Frazier is the coordinator for the New Hampshire teams and lead on the tri-state steering committee that over see all three Eversource company rodeo teams.

This will be the fifth year New Hampshire Eversource is competing in the International Lineman Rodeo. Frazier said participating in the rodeos are so beneficial to Eversource because it keeps their linemen on their toes when they train and compete for the rodeos. The competitions also improve their skill level not only through the training and competing, but also by being able to observe linemen from all over the world compete.
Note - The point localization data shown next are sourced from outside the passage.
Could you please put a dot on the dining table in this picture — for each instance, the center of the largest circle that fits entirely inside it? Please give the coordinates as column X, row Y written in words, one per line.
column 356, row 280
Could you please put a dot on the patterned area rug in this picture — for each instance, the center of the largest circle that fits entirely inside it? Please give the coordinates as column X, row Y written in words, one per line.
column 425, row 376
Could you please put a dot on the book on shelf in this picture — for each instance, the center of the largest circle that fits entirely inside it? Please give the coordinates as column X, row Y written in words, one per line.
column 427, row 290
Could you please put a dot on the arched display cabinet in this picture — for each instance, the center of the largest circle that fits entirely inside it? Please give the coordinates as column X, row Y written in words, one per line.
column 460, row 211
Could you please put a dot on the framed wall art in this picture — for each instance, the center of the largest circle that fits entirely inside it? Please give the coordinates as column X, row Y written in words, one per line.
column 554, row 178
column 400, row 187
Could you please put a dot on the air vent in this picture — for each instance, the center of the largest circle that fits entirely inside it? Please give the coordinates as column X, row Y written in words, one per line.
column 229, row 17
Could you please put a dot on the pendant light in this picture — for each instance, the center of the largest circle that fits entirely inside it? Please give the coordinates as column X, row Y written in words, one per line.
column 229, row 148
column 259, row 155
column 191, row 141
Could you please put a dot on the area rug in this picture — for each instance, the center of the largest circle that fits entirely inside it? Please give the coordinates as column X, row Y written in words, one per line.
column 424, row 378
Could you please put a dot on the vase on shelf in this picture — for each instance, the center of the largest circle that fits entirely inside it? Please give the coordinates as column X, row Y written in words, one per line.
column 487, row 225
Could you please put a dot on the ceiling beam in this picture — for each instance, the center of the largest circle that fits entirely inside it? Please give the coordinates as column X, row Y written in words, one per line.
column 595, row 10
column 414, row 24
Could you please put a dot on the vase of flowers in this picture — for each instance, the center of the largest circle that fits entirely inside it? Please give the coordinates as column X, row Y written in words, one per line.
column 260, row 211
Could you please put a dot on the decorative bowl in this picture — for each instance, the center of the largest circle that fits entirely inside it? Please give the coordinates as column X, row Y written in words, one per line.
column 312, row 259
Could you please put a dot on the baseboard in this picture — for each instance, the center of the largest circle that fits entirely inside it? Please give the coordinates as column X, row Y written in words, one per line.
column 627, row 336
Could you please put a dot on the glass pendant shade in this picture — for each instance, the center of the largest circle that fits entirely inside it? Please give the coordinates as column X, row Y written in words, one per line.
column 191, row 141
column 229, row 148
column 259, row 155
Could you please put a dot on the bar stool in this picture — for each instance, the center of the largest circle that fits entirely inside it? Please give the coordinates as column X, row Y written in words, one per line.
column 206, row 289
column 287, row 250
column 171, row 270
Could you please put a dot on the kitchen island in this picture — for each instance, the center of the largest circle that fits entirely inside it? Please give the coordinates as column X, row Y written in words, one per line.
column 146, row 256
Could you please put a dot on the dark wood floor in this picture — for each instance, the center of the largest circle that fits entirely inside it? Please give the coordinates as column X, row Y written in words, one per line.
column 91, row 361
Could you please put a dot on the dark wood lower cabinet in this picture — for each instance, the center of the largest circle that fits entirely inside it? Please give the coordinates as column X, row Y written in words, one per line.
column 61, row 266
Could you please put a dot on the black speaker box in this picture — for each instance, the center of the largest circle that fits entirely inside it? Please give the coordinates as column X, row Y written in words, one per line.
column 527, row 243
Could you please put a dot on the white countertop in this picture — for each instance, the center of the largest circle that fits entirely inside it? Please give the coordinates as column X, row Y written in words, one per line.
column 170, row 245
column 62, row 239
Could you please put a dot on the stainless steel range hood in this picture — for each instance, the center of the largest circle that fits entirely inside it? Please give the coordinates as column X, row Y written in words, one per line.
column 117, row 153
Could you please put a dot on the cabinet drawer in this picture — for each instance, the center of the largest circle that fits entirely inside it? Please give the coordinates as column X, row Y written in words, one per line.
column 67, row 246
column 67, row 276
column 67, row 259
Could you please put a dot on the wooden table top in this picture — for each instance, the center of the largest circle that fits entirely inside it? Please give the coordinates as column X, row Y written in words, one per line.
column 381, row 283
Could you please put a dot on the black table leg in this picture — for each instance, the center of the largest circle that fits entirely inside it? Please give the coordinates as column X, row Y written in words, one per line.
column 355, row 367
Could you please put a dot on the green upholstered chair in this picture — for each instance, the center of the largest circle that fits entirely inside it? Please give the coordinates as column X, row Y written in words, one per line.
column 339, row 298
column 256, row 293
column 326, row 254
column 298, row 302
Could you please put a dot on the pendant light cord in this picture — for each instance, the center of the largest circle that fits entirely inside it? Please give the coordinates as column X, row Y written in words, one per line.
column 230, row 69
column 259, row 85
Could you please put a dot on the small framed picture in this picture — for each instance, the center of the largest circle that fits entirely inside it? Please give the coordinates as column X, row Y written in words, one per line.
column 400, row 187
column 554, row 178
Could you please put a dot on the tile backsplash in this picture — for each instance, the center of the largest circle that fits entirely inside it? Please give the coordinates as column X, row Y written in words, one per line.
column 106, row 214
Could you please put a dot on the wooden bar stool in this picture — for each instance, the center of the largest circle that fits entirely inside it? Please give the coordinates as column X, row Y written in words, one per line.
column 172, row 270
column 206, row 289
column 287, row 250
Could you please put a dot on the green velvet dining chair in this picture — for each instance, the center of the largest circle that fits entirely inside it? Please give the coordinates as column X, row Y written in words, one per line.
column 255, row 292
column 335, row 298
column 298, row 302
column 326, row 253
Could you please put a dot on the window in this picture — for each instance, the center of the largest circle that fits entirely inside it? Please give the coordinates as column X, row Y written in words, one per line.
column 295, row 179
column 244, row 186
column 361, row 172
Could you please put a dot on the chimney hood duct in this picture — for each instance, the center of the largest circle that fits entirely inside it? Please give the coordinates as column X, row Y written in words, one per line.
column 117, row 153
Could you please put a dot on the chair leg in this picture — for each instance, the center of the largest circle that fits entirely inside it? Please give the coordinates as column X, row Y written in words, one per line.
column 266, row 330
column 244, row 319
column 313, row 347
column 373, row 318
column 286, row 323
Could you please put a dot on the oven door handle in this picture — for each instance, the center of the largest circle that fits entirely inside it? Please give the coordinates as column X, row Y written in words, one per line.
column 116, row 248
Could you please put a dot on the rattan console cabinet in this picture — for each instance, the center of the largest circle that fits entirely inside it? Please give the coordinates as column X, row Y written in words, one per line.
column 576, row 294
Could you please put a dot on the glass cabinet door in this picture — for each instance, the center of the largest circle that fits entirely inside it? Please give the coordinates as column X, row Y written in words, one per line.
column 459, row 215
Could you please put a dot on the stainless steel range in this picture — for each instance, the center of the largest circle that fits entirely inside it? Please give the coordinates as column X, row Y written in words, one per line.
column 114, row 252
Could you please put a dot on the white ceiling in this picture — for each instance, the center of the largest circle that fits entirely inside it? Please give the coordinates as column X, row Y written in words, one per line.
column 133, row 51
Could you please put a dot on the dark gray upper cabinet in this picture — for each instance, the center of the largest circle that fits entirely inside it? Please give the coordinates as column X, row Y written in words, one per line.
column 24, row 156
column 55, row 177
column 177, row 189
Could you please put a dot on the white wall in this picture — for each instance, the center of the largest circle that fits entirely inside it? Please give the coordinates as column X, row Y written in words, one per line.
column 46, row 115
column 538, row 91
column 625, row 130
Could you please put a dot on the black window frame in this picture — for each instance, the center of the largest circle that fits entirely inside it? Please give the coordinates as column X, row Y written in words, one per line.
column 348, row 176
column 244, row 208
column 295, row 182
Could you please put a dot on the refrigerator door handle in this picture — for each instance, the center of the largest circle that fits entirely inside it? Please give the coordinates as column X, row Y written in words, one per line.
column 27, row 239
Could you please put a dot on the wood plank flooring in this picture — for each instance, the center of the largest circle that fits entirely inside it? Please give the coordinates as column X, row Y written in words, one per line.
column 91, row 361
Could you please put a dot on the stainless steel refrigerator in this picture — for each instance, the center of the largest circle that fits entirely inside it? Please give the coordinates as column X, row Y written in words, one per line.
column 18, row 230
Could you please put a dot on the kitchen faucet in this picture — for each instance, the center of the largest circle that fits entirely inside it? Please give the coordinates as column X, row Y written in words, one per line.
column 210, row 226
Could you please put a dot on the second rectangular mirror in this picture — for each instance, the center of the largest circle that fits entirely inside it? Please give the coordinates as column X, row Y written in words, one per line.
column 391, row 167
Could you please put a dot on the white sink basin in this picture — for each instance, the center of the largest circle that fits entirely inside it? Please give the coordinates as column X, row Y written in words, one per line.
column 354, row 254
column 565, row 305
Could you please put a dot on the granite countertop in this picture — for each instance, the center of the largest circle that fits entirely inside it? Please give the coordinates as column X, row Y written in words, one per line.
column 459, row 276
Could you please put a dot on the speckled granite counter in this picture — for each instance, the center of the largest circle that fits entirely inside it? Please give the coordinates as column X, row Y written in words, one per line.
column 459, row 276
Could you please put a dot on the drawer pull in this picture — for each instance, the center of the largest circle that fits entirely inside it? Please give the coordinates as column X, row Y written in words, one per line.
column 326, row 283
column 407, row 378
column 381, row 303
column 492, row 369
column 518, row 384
Additionally, the linemen also attend an industry expo at the rodeo of the latest lineman equipment that they may very well be using in the field in a few years.

“I think first and foremost there’s certainly an actual camaraderie that takes place both within our Eversource crews both in New Hampshire as well as throughout the three states. That’s one of the great advantages of doing it,” Frazier said. “As we work storm restorations we have crews come up to New Hampshire and help out. And the number of storms we had this past winter and in previous years – we develop those relationships and now we start to see these individuals, who are involved with the rodeo, who come up to assist us during storm restoration. And we already have a relationship with them so it makes it easier to transition into the work portion of it. We already have a relationship, we speak the same language, and they are able to help us quite a bit more right out of the gate.”

Also competing for NH Eversource this week is an experienced team of line workers – Jason Miller based out of the Keene office and Andrew Greco, Anthony Magistro, and Daniel Wilkins, who are based out of Newport.

Preiser is categorized by the rodeo as an apprentice based on his years in the field.

Originally from Long Island, New York, he has been working as a lineman for the past five years and as a lineman for Eversource in New Hampshire for the past year. He is based out of the Peterborough Eversource office.

“I’ve always been a hands on kind of guy,” Preiser said. “I wanted to find a job where I could be outside and work with my hands.”

Training for the rodeo keeps his skills sharp for the kind of storm events linemen need to be ever ready for, which is one of the reasons Preiser likes his work. “Definitely better to be busy than just sitting around.”

A good example, he said, was this summer’s big summer rain storm.

“They held us after work cause the storm was coming through 4 o’clock or so,” Preiser said. “So we’re driving through Jaffrey and we got our first call in Swanzey. As we’re driving to Swanzey the sky just got dark and all of a sudden it’s pouring rain. It got pretty intense. So now we’re in Swanzey, we’ve got wires burning on the ground, we’ve got people trapped in cars. And this is going on all over the place. And it’s just me and another guy in the truck and you’ve got the fire department there and the police there, so it’s actually kind of exciting. You’re not bored.”